INTELLECTUAL ATHEIST, EMOTIONAL BELIEVER
“I don’t know if it’s God that I rely on. There is a concept of God that is part of what I rely on. I think that it’s more that I rely on people, and I rely on culture, and I rely upon the sort of unspoken agreement that we have among us as human beings…that we behave when we’re together and also when nobody’s watching. And…that whatever rules and manners or attitudes we have toward one another, we have to agree upon as human beings, and we have to negotiate, we have to work together, we have to talk, we have to meet, we have to see each other as worthy.
Individuals, as human beings, should treat each other with dignity and demand dignity from one another and from ourselves. I don’t know, maybe that is God. There are so many ways of looking at God or describing God. I think it’s ultimately just an expression of everyone’s wishful thinking. I think there is a connection between everything but it’s probably more at the atomic level and the fact that the physical world is connected through energy and space. And that is about as deep as I can get. Whatever it is we call God, it will always depend on our knowledge and imagination and the culture that we were brought up in…and the possibilities and concepts of God we encountered. And mine are just changing all the time.”
Daniel’s Reflection
I met up with Lene Rachel Andersen in Copenhagen after we were introduced by our mutual friend, Rabbi Rivka (Rebecca) Lillian. Lene was raised Lutheran and studied to become a pastor, but ultimately her journey led her to embrace Judaism.
Lene is also a philosopher, a futurist, and a writer.
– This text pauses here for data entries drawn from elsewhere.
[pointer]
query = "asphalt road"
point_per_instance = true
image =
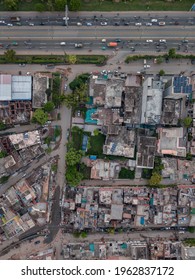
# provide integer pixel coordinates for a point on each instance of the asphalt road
(90, 33)
(95, 18)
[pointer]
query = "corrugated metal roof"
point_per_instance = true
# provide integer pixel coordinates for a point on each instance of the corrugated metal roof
(5, 87)
(21, 87)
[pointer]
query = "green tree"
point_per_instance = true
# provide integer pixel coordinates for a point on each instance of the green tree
(187, 121)
(71, 58)
(39, 7)
(10, 56)
(60, 5)
(189, 156)
(111, 230)
(172, 53)
(78, 96)
(11, 5)
(75, 5)
(159, 59)
(155, 179)
(2, 126)
(3, 154)
(40, 116)
(96, 132)
(83, 234)
(73, 156)
(76, 234)
(73, 177)
(49, 106)
(161, 72)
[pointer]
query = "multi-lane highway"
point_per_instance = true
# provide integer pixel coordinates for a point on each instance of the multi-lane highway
(131, 38)
(97, 18)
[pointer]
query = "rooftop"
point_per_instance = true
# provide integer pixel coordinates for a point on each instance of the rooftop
(146, 152)
(172, 142)
(132, 104)
(26, 139)
(5, 87)
(114, 90)
(151, 101)
(120, 142)
(40, 85)
(21, 87)
(172, 111)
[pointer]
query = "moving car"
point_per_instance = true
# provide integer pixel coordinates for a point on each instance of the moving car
(162, 41)
(103, 23)
(161, 23)
(78, 45)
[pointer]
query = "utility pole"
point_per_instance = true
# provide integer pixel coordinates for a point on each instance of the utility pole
(66, 15)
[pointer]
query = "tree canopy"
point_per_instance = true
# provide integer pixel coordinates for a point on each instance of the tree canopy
(161, 72)
(39, 7)
(40, 116)
(11, 5)
(73, 177)
(187, 121)
(10, 56)
(155, 179)
(49, 106)
(71, 58)
(78, 96)
(172, 53)
(73, 156)
(75, 5)
(60, 5)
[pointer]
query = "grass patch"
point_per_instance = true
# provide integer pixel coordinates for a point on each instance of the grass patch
(126, 174)
(96, 145)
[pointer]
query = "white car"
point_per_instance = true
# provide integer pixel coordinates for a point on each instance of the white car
(162, 41)
(146, 66)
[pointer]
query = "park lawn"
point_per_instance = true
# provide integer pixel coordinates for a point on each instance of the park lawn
(96, 145)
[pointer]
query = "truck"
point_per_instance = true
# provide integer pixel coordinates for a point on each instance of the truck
(112, 44)
(78, 45)
(15, 19)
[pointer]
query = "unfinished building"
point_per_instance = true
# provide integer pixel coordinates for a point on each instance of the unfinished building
(119, 142)
(40, 85)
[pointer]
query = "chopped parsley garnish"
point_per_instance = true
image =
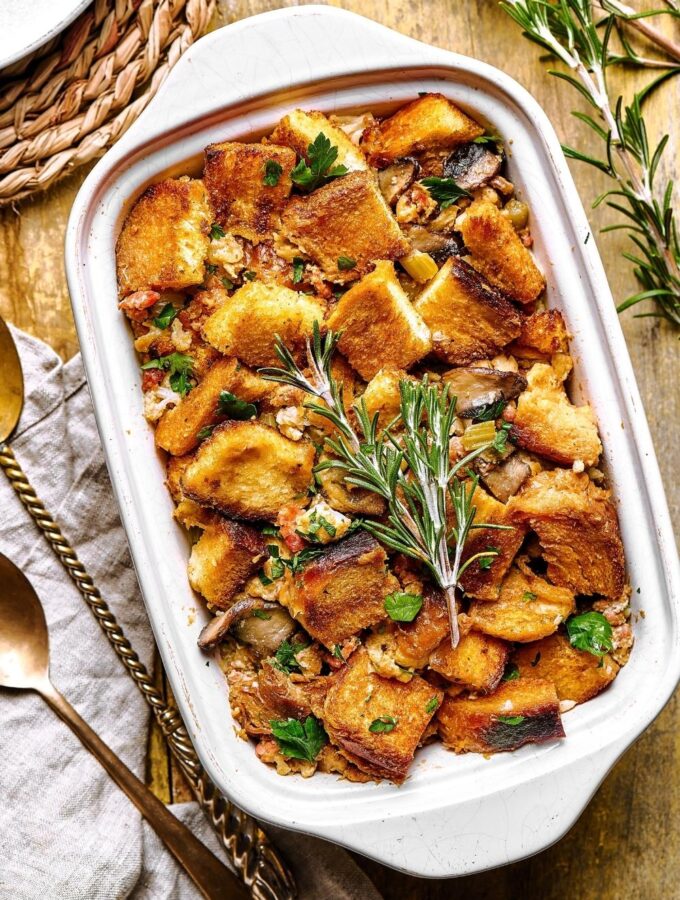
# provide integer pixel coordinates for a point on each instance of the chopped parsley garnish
(166, 316)
(590, 632)
(232, 407)
(179, 365)
(321, 169)
(383, 725)
(299, 740)
(298, 268)
(444, 190)
(403, 607)
(272, 173)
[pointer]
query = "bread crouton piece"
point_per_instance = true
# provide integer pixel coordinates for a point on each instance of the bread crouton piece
(164, 240)
(342, 591)
(547, 423)
(300, 128)
(576, 674)
(245, 203)
(523, 711)
(498, 252)
(245, 325)
(578, 530)
(430, 123)
(398, 712)
(346, 220)
(477, 663)
(528, 608)
(248, 470)
(179, 428)
(478, 580)
(379, 325)
(468, 319)
(223, 558)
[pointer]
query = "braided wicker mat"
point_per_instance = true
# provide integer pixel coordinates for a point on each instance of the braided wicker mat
(69, 101)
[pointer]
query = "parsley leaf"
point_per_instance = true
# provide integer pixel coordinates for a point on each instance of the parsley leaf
(299, 740)
(320, 169)
(230, 406)
(590, 632)
(444, 190)
(383, 725)
(272, 173)
(403, 607)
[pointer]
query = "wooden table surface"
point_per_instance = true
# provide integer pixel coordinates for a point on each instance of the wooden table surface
(626, 844)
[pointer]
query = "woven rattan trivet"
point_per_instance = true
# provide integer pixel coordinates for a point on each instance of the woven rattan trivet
(69, 101)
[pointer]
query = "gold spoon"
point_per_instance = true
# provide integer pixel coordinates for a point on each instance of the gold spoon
(24, 663)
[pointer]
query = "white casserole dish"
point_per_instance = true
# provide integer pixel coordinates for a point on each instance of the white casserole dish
(454, 815)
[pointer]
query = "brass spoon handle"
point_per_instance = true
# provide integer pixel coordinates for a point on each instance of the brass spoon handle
(210, 876)
(255, 858)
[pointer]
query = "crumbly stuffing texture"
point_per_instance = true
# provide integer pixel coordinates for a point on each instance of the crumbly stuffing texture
(336, 648)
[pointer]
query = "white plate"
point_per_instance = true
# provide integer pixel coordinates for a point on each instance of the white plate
(454, 814)
(26, 25)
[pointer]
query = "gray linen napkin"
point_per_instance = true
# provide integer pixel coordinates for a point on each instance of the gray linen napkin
(66, 831)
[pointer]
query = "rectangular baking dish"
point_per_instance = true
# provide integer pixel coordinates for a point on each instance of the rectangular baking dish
(454, 815)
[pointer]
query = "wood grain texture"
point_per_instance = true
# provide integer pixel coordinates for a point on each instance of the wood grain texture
(626, 845)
She feels most connected to God when she is studying science. As she describes herself: “I am intellectually an atheist and emotionally a believer!” I so appreciate the way that Lene is able to hold together the paradoxes of a spiritual life in the modern, scientific age. Her writing is provocative. She believes that the increasing polarity in “have’s” and “have not’s” with regard to nutrition, education, and health care will ultimately produce two different species of humans. And, yet, Lene’s sense of the transcendent and the spiritual lifts her out of seeing life just as random molecules. She believes that self-replicating DNA is God’s greatest invention. Her most recent books are: The Nordic Secret: A European Story of Beauty and Freedom; Metamodernity: Meaning and Hope in a Complex World; and, Bildung: Keep Growing.
I was fortunate to return to Copenhagen and have dinner with Lene to continue our conversation. How blessed I am to have met a scholar and spiritual guide who looks to science and faith simultaneously and seamlessly…and who expects faith to support her scientific journey.